Many other facilities in the area are also facing mass resignations and worker shortages following Cuomo’s vaccine mandate.
“We are not alone. There are thousands of positions that are open [in the northern part of the state] and now we have a challenge to work through, you know, with the vaccination mandate,” says Cayer.
“Our hope is as we get closer [to the deadline], the numbers will increase of individuals who are vaccinated, fewer individuals will leave and maybe, with a little luck, some of those who have resigned will reconsider.”
A nursing home executive has also warned about staffing shortages due to the New York vaccine requirement.
“We want the state to make sure they understand that there could be emergencies where you have buildings full of elderly people who need care, without enough workers,” LeadingAge New York CEO Jim Clyne tells Newsday.
LeadingAge New York represents nonprofit nursing homes, adult care facilities and retirement communities.
There’s also a pending federal lawsuit against the state for refusing to grant religious exemptions to healthcare workers.
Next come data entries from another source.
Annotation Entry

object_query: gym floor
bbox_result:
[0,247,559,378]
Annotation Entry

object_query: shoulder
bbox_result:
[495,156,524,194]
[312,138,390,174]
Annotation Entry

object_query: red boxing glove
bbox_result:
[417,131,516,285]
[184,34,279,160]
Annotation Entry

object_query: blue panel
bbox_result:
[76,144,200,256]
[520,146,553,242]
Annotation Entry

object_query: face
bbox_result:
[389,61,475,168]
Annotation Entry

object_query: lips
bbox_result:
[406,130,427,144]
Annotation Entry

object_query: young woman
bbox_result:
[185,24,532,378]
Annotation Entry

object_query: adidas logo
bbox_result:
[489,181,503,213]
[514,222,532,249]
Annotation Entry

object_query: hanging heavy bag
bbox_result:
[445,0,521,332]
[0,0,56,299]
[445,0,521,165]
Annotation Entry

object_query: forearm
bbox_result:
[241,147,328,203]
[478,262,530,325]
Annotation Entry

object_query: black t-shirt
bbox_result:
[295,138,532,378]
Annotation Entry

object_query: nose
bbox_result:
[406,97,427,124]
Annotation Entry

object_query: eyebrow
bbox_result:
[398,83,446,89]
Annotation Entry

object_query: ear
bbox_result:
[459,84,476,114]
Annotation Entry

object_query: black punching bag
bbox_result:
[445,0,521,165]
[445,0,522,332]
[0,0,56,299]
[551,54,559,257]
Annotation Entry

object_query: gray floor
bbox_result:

A federal judge has blocked the New York State Department of Health from enforcing the vaccine requirement. (Related: New York abolishes religious exemption for covid vaccine mandate.)
“The vaccine mandate is suspended in operation to the extent that the DOH is barred from enforcing any requirement that employers deny religious exemptions from COVID-19 vaccination or that they revoke any exemptions employers already granted before the vaccine mandate issued,” Judge David Hurd wrote on Sept. 14.
The temporary restraining order will remain in effect until at least Sept. 28, when there will be another hearing.
In Nebraska, Republican Gov. Pete Ricketts of Nebraska has approved job ads that highlight COVID-19 vaccines as optional. At a press conference, Ricketts says the ads provide an extra recruiting push to shore up the state’s long-standing nursing shortage and are not meant to target unvaccinated nurses specifically.
“We have a number of positions open at the state of Nebraska. We need nurses just like everybody else does,” Ricketts says. “We want to recruit them. We also heard from a lot of people when the hospitals made that announcement that they were very unhappy with their employers interfering with their personal health decisions. We want nurses to not leave the workforce, because we need them all.”
The governor says he is open to “further measures” to shore up staffing at hospitals, but will not approve a mandate for either face coverings or vaccines.
“If you go look at our advertisement, for example, we say, ‘while vaccines are encouraged, they’re not required,'” says the governor. “We need people to do this because it’s part of personal responsibility for themselves.”
Ricketts is one of the most vocal critics of Biden’s vaccine mandates. He criticizes Biden for lack of communication with states, noting that since taking office, Biden has not participated in any of the weekly phone calls the White House has with the nation’s governors.
“The president should look at the data, and maybe the president should attend one of the weekly calls his administration has with all the governors – he’s not been on one yet since he’s been president – and maybe talk to some of the governors and ask them about what’s going on in their states because he appears to be pretty ignorant of what’s going on in places like Nebraska,” says Ricketts.